Sendo uma boa medida para as empresas - contratam trabalhadores pagos pelos contribuintes- não me parece assim tão aliciante para desempregados qualificados e com uma ou duas décadas de trabalho, cujo estágio já terá sido feito no início da sua carreira profissional.
Os estagiários vão receber uma "bolsa" entre 419 e 675 €, dependendo da sua qualificação profissional ( e eu, burro, a pensar que o objectivo dos estágios  era  qualificar profissionais no início de carreira...) mas, em determinadas circunstâncias- vítimas de violência doméstica e ex-reclusos, por exemplo- a bolsa pode ser majorada.
Eu gostava que o Pedro lingrinhas me explicasse em que medida é que este programa vai ajudar ao crescimento mas, como nem ele sabe, adiante...
O outro programa anunciado com grande alarido pelo papa hóstias não tem nome específico, mas assentar-lhe-ia bem uma coisa do género " Vá para fora cá dentro", já que se trata de um programa de incentivo à mobilidade dos trabalhadores dentro do território nacional.

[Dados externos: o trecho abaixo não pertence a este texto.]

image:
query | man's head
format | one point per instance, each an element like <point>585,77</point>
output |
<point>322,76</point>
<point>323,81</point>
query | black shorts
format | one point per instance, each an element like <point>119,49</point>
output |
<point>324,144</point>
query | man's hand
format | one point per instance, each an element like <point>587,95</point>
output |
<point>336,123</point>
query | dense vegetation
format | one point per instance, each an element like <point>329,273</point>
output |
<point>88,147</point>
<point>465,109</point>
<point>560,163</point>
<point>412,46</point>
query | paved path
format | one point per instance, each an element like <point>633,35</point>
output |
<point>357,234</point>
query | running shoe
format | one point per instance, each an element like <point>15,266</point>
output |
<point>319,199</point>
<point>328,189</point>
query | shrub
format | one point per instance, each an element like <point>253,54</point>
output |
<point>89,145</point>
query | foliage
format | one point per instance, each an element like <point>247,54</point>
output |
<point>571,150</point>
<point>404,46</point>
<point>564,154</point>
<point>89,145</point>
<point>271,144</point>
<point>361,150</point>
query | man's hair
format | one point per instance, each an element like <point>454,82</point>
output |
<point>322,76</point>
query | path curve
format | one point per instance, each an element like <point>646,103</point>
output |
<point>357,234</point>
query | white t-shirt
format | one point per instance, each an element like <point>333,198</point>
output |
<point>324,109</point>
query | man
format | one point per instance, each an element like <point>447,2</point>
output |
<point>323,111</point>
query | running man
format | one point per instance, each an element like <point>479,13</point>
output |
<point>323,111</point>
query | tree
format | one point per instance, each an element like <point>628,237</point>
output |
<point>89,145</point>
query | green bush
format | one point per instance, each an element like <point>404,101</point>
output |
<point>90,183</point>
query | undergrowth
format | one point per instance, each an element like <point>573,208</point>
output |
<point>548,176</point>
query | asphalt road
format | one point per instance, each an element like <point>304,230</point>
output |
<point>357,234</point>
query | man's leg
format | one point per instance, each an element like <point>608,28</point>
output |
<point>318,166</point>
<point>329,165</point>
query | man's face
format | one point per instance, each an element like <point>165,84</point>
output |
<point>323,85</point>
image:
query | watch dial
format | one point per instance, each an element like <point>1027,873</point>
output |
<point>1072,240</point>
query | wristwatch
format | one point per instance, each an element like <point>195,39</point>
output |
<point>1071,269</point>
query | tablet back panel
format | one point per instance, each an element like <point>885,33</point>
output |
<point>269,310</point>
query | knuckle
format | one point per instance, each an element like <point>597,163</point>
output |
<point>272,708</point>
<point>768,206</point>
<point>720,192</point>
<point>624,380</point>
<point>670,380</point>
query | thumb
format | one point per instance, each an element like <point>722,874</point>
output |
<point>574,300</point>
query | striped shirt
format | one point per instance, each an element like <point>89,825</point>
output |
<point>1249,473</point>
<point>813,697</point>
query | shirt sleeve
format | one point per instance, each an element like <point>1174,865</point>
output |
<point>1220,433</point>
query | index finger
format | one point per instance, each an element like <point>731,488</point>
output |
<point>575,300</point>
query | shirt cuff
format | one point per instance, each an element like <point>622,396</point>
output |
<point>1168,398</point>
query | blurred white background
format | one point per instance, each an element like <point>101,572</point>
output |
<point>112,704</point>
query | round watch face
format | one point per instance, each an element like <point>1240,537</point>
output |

Registo, com agrado, que este governo começou o seu mandato a mandar os portugueses emigrar e termina convidando-os apenas a migrar. Uma espécie de "ratinhos dos tempos modernos", com a diferença que estes não vão apanhar azeitona.
Realço ainda o facto de em termo do mandato o governo pagar as viagens de quem se pretenda deslocar de Lisboa para Bragança, por exemplo. Magnânimo, 
 o Motinha da Vespa oferece um subsídio para viagem no valor de 102,75€, se o trabalhador levar a família. Caso contrário, o candidato que pague a viagem do seu bolso.
Mas atenção! Se o trabalhador se deslocar para um local que fique a mais de 100 quilómetros da sua residência, ainda recebe um magnífico subsídio de 219€ durante...quatro meses! 
O governo,em uníssono, chama  a isto " incentivo à mobilidade". Convém lembrar ao homem da Regisconta Tecnoforma e seus acóliotos que esmolas não são incentivos. 

Tiros no pé

França e Alemanha proibem manifestações da extrema direita e do Pegida. Eles agradecem.